Photo credit: Julian Hanford
Photo credit: Julian Hanford
A view from Dave Trott

A view from Dave Trott: Repositioning the competition

Sharry was an 11-year-old schoolgirl in Scotland.

She was due to leave junior school and start senior school.

Her mum took her to get her new school uniform – always a big deal for young girls.

Girls want to have exactly the right clothes, to look perfect for their start among all the other girls.

Sharry’s family weren’t rich, but her mum made sure she looked smart for her first day.

But when she got to her new school, what happened wasn’t what she expected.

The first thing one of the other girls said to her was: "Oh, do you know you’re in the wrong colour?"

What Sharry and her mum hadn’t known was that the school had updated the school uniform.

It was still blue, but a completely different shade of blue. 

Without missing a beat, Sharry said: "Oh, that. Yes, of course I know I’m in a different colour – I saw the other one but I chose this one because I preferred it. It’s much nicer, don’t you think?"

And the other girl stopped dead – she didn’t know what to say.

She said: "Er… er…"

Because something was happening she hadn’t considered.

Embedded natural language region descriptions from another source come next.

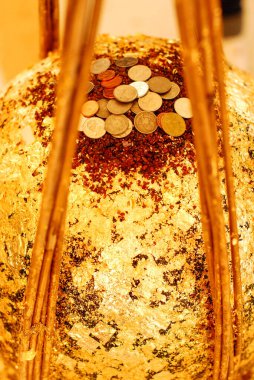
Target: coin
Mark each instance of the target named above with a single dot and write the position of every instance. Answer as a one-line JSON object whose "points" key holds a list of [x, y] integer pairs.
{"points": [[108, 93], [125, 93], [159, 118], [173, 92], [159, 84], [89, 108], [94, 128], [90, 87], [150, 102], [139, 73], [183, 107], [116, 81], [118, 108], [127, 132], [106, 75], [145, 122], [116, 124], [126, 62], [82, 120], [103, 111], [141, 87], [100, 65], [135, 108], [173, 124]]}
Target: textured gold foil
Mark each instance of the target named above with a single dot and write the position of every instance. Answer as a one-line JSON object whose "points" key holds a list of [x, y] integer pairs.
{"points": [[134, 300]]}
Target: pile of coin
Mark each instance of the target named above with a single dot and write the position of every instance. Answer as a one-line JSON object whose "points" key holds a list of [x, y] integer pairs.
{"points": [[143, 96]]}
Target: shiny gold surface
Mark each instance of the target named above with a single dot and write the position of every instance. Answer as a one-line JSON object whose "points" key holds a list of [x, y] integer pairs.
{"points": [[134, 301]]}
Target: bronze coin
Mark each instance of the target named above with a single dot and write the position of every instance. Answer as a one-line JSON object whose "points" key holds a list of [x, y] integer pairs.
{"points": [[159, 84], [100, 65], [135, 108], [90, 87], [126, 61], [125, 93], [116, 81], [89, 108], [183, 107], [94, 127], [159, 118], [118, 108], [173, 124], [173, 92], [141, 87], [103, 111], [139, 73], [116, 124], [145, 122], [108, 93], [127, 132], [106, 75], [150, 102]]}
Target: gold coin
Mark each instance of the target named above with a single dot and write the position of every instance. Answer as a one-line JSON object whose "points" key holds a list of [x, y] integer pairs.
{"points": [[126, 61], [118, 108], [173, 92], [103, 111], [94, 128], [183, 107], [159, 84], [125, 93], [90, 87], [150, 102], [82, 120], [89, 108], [127, 132], [139, 73], [141, 87], [116, 124], [173, 124], [100, 65], [135, 108], [145, 122]]}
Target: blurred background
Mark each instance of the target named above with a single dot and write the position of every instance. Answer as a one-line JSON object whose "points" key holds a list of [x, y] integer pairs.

All girls update their blazers as soon as the new one comes out.

It never even occurred to this girl to consider which was better. 

So she had just followed the herd.

Now, suddenly, far from being superior to Sharry by having the right blazer, she realised she’d just reacted unthinkingly.

And Sharry noticed the same reaction all day.

To every girl that mentioned she had the wrong colour blazer, Sharry gave the same answer.

She chose this colour because she preferred it; didn’t they agree it was much nicer?

And every girl had the same reaction.

They didn’t know what to say because they hadn’t considered it.

Sharry immediately went from just another wimpy new girl to someone to be treated with respect.

Someone not afraid to think for herself.

And Sharry had learned one of the most important rules of marketing. 

When you position yourself, you also reposition the competition.  

Sharry had turned a disadvantage into an advantage.

They thought she’d be embarrassed about having the wrong blazer.

But she said she’d compared them and chosen the other one.

She immediately positioned herself as a confident individual.

Which meant she repositioned everyone else as unthinking sheep. 

And, most important, Sharry watched it happening and learned.

She learned it’s all about context.

When you position yourself, you reposition everyone else.

If you are the biggest, they must be smaller.

If you are the fastest, they must be slower.

If you are the cheapest, they must be expensive.

That’s fundamental to any positioning strategy.

Sharry had learned one of the most important lessons in marketing.

So, naturally, when she left school, she took up a career in marketing.

Today, Sharry runs the marketing for one of America’s largest supermarket chains.

It has nearly 800 supermarkets.

That’s more than Asda, or Morrisons, or Aldi, or Lidl have in the UK, and it employs 72,000 people.

Sharry is in the process of positioning it and repositioning the competition.

Just the way she learned when she was 11.